Une musique mélancolique au piano se fait entendre sur fond blanc. Les doigts d’un enfant jouant la mélodie sur des touches dessinées apparaissent, et on s’imagine déjà un bambin rêveur qui ne pourra jamais s’approcher davantage de la pratique musicale dans un pays qui l’écrase. Le drame est à portée de main, sauf qu’il est question de pied. Celui du père endormi, dont le plâtre a été décoré du clavier sur lequel s’exerce le fils. Et les orteils dodus du patriarche, par la magie du travelling arrière, vont occuper le premier plan. Du drame, vous avez dit ? L’auteur-réalisateur en a décidé autrement. Panah Panahi prend un malin plaisir à contrarier la tragédie qui se déroule à l’écran, et on adore ça. Dans ce road movie à la limite du huis clos, la fuite ressemble plus à une vadrouille dominicale débridée.

Un piquant addictif

 

Tous les moyens sont bons pour nous sortir du drame, et le cinéaste en fait usage avec brio, qu’il s’agisse des regards à la caméra lancés par les acteurs, qui font voler en éclats, l’espace de quelques secondes, l’illusion du quatrième mur, de la musique, tout juste trop mélancolique pour être honnête, ou des péripéties rocambolesques. Mais, par-dessus tout, il y a l’humour.

Le jeune Panahi en a à revendre, de cette marrade truculente. Et originale, par-dessus le marché. On savoure ses dialogues comme on savourerait un fruit au piquant addictif. Les acteurs de tous âges assènent leurs répliques avec un détachement génial tandis que l’énergie du plus jeune sert de moteur aux autres. Entre ce petit dernier de la famille, qui parle comme un adulte de ses conquêtes amoureuses et de son téléphone hors de prix, et le père, bonimenteur cynique qui tourne en dérision chaque situation, le réalisateur iranien ose une écriture légère, espiègle et riche qui rebondit sur le mélo à grands coups d’absurde comme un danseur de claquettes sur le parquet. Le discours sociopolitique — car discours sociopolitique il y a bien — est marbré d’ironie et de sarcasme, pour ne surtout pas nous laisser l’occasion de nous apitoyer sur le sort des personnages.

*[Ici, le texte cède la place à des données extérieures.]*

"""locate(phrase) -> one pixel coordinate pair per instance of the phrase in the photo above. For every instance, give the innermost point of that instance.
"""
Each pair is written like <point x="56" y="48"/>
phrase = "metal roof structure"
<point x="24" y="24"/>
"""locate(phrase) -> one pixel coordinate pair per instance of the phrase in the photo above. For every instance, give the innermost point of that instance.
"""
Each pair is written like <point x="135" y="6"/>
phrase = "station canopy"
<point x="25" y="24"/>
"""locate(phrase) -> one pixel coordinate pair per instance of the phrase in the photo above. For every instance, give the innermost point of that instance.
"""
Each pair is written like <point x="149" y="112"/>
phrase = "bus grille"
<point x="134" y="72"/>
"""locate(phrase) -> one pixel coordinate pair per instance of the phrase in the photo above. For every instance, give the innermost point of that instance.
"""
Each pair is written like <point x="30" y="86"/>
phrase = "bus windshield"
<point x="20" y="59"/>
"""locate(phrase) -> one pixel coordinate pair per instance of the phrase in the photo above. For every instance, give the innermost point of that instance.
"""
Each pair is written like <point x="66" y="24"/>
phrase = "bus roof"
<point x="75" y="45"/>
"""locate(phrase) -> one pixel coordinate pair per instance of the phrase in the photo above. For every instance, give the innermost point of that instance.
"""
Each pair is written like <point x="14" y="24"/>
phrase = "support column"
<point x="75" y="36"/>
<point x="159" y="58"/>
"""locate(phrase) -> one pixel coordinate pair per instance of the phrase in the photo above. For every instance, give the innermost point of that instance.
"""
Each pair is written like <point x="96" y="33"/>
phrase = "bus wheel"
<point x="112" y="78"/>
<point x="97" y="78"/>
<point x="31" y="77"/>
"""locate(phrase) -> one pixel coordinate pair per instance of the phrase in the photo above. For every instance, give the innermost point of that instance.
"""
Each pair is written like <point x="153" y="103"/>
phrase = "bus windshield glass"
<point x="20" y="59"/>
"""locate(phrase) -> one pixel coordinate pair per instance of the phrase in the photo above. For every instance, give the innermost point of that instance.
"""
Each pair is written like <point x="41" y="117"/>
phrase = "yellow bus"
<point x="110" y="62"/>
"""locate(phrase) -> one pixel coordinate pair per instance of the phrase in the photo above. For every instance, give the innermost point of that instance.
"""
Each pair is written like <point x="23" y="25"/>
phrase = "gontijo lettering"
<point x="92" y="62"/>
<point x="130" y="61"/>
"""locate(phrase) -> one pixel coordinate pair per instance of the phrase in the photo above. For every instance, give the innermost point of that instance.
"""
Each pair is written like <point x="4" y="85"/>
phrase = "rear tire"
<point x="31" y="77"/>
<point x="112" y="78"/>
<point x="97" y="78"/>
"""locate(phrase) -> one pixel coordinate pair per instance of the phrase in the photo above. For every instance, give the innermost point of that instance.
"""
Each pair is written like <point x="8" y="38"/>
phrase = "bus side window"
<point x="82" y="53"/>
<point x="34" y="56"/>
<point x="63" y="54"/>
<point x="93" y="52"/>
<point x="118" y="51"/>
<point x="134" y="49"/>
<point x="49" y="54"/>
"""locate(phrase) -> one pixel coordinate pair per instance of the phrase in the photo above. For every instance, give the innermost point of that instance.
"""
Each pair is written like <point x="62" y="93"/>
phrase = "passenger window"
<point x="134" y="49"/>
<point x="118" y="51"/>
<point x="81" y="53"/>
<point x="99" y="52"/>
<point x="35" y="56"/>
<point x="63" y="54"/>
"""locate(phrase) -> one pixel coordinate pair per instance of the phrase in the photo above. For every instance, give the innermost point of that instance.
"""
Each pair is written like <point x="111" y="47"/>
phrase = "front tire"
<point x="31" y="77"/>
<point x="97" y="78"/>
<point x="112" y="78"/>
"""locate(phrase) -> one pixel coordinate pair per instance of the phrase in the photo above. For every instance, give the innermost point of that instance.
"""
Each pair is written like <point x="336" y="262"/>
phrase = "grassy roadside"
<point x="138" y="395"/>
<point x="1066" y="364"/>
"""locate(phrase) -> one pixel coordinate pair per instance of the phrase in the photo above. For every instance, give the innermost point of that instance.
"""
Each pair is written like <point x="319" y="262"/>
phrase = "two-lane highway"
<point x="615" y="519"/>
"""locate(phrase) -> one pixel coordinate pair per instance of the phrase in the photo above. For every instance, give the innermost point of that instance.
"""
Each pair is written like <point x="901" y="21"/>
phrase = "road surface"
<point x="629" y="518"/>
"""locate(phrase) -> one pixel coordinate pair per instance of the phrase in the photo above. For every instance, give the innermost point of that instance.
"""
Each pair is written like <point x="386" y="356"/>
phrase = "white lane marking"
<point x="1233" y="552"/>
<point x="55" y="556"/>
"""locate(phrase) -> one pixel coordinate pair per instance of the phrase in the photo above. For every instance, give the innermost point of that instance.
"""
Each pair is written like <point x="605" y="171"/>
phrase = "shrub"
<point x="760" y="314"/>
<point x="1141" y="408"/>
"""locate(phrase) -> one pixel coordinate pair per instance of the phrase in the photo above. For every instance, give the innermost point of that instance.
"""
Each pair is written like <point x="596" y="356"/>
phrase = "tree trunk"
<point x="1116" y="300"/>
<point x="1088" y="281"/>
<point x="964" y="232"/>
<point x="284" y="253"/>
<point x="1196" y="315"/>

Le réalisateur lui-même s’en garde bien. Au contraire, sa mise en scène tourne en ridicule ses héros tandis que les personnages se ridiculisent entre eux. Panah Panahi utilise ses décors, l’espace confiné de la voiture notamment, pour créer le comique. Il détourne la réalité pour la rendre cocasse et nous surprend à chaque tournant. Pour autant, il ne fait que peu de concessions à la poésie filmique. Mieux encore, par son humour détonnant, il crée ce que nous baptiserons l’improbable poétique et parvient à nous émerveiller au milieu de nos éclats de rire. Avec En route !, le fils Panahi s’offre une place au soleil à côté de son père. Unique, réjouissant, immanquable.

En route !

★★★★

Comédie dramatique de Panah Panahi avec Amin Simiar, Hassan Madjooni, Pantea Panahiha et Rayan Sarlak. Iran, 2021, 93 minutes. En salle.